Apple has been found guilty of conspiring with book publishers to raise ebook prices, in one of the biggest anti-trust lawsuits ever brought by US federal authorities.
US district judge Denise Cote ruled on Wednesday that the company played a “central role” in a conspiracy with the biggest book publishers in the US to fix prices in violation of antitrust law.
Executives from the companies would meet in the private dining rooms of upscale New York restaurants to bemoan the low prices charged by the ebooks market leader Amazon, and what they could do about it, Cote said in her ruling.
Cote ruled that that damages would be determined at a new hearing. Apple continued to deny on Wednesday that it had done anything wrong, and said it planned an appeal.
The ruling was not unexpected, as Cote had earlier suggested that Apple’s defense would fail, and the publishers – Hachette Book Group Inc, Macmillan, HarperCollins Publishers LLC, Penguin Group and Simon & Schuster – settled with the Department of Justice ahead of the trial. With Random House, these six firms are the largest publishers of trade books in the United States.
“The plaintiffs have shown that the publisher defendants conspired with each other to eliminate retail price competition in order to raise e-book prices, and that Apple played a central role in facilitating and executing that conspiracy,” Cote said in the decision (pdf). “Without Apple’s orchestration of this conspiracy, it would not have succeeded as it did in the spring of 2010.”
The US Department of Justice said the conspiracy was created to challenge Amazon’s dominance in the ebook market. The publishers and Apple sought to raise e-book prices above the $9.99 price tag favored by Amazon.
According to the court, Apple and the publishers began meeting in mid-December 2009 to discuss “their abhorrence of Amazon’s pricing”. Apple suggested raising prices to $12.99 and $14.99.
During these talks, Apple said it wanted to announce the iBookstore at the 27 January 2010 launch of the iPad, but would only do so if it was assured the company could make a profit.
“With a full appreciation of each other’s interests, Apple and the publisher defendants agreed to work together to eliminate retail price competition in the e-book market and raise the price of e-books above $9.99,” said Cote.
As early as 2008, executives at MacMillan and Hachette discussed ways to get Amazon to increase ebook prices. All of the publishers expressed frustration in 2009 and began campaigning for prices to be raised in newspapers and in private dinner meetings.
“On a fairly regular basis, roughly once a quarter, the CEOs of the publishers held dinners in the private dining rooms of New York restaurants, without counsel or assistants present, in order to discuss the common challenges they faced, including most prominently Amazon’s pricing policies,” said Cote.
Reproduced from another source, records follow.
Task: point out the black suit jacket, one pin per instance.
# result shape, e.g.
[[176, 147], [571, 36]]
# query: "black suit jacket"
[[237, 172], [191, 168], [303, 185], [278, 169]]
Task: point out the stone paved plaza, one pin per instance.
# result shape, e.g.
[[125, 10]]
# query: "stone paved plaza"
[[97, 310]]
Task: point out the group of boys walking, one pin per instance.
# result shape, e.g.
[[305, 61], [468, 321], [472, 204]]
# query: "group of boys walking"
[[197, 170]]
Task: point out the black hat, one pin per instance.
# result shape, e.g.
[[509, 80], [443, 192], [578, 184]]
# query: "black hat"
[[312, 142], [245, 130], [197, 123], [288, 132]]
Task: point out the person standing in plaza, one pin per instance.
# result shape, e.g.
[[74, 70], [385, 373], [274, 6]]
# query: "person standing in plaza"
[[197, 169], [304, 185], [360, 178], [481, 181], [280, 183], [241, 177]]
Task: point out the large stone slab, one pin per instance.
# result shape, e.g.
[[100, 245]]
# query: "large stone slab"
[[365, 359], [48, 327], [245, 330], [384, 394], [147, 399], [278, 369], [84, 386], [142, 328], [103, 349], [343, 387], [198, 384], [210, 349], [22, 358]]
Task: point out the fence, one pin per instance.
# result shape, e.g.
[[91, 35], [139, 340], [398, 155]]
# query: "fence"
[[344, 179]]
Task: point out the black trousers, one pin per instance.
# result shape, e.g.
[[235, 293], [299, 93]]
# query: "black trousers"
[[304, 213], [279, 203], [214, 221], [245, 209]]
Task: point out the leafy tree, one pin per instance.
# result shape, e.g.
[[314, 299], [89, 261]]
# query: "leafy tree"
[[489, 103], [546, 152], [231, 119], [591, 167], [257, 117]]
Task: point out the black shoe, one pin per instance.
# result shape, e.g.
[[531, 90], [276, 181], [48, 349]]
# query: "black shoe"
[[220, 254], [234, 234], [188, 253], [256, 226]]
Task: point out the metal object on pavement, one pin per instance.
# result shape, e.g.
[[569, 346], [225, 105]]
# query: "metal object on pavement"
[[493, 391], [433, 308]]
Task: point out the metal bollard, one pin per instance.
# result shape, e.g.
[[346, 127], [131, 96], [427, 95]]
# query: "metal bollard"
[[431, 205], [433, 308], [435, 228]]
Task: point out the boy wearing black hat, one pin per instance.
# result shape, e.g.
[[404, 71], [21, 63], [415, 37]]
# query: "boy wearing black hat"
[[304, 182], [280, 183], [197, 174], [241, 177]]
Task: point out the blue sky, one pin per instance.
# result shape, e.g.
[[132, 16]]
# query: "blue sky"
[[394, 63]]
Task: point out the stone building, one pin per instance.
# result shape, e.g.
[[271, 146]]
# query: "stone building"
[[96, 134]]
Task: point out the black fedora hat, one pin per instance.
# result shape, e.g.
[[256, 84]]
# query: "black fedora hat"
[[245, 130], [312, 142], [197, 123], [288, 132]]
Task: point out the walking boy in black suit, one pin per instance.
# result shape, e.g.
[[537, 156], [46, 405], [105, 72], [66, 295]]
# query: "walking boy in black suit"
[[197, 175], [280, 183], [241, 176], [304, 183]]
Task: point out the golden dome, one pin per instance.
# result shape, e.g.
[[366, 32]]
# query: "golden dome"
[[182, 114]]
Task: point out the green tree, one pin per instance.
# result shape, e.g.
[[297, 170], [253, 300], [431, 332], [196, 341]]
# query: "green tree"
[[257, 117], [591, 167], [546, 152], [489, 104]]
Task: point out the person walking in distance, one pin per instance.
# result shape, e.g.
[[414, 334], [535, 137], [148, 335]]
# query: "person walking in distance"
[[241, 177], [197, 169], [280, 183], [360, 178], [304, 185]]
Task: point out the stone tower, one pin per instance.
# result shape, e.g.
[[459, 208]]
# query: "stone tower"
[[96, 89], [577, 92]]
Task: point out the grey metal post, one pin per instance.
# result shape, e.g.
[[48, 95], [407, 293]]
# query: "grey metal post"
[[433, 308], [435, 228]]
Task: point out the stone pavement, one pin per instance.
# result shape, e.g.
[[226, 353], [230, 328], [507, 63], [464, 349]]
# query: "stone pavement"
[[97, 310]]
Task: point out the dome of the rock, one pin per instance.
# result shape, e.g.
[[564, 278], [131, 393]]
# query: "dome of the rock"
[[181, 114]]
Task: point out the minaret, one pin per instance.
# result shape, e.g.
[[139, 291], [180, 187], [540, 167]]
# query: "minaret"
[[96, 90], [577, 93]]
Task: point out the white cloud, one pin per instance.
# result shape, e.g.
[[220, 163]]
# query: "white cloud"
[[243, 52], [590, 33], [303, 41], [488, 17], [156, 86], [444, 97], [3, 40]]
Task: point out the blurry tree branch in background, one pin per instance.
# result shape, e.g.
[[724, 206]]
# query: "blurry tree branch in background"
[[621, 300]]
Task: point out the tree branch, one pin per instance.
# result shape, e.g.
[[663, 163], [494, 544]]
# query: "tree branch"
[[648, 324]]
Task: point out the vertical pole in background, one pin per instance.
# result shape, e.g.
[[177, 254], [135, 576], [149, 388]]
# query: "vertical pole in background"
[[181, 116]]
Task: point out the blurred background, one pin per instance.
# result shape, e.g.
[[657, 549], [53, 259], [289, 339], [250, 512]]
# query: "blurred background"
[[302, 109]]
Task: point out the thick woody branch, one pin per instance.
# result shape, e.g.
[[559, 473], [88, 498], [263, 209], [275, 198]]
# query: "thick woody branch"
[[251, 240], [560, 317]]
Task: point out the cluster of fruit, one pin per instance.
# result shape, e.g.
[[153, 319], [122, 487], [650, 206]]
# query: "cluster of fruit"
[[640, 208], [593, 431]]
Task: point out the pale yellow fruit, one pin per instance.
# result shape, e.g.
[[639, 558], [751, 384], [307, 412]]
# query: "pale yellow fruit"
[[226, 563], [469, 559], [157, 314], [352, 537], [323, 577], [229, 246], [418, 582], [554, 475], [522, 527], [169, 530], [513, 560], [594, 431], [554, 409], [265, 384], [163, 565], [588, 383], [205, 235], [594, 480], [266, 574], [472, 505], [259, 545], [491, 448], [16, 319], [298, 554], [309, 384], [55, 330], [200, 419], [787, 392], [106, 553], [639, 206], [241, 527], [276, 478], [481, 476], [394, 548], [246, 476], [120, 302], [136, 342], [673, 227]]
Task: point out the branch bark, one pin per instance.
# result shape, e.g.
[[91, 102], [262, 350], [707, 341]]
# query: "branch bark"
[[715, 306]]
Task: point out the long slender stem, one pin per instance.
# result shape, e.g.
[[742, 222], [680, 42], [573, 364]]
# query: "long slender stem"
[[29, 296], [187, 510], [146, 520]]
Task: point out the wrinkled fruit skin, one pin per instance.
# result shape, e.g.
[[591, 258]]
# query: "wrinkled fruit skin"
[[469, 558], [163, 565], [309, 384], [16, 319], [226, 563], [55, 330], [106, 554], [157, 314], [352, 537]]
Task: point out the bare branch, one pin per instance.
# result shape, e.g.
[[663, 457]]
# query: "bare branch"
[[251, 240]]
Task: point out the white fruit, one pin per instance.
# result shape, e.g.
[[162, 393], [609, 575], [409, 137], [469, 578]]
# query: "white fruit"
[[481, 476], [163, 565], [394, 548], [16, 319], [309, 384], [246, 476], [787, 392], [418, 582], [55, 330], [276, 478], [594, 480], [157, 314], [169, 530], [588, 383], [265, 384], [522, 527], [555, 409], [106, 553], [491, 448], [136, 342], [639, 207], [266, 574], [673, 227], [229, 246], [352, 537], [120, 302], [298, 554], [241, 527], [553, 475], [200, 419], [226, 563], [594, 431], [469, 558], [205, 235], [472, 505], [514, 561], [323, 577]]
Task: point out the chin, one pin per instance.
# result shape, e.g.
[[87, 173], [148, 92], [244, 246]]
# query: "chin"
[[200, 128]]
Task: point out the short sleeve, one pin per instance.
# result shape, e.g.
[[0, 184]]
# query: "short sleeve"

The judge’s ruling highlighted the influence in the policy of Steve Jobs, Apple’s founder, who was ill at the time it was discussed. She quoted Eddy Cue, senior vice-president of internet software and services at Apple, who had a significant role in creating the iBookstore, saying he had ad personal motivations for pushing negotiations with publishers.
“Cue knew that Jobs was seriously ill and that this would be one of his last opportunities to bring to life one of Jobs’s visions and to demonstrate his devotion to the man who had given him the opportunity to help transform American culture,” said Cote.
The antitrust suit was filed against Apple by the Department of Justice, 33 US states and territories in April 2012.
In a statement after the ruling, Apple said:
Apple did not conspire to fix ebook pricing and we will continue to fight against these false accusations. When we introduced the iBookstore in 2010, we gave customers more choice, injecting much needed innovation and competition into the market, breaking Amazon’s monopolistic grip on the publishing industry. We’ve done nothing wrong and we will appeal the judge’s decision.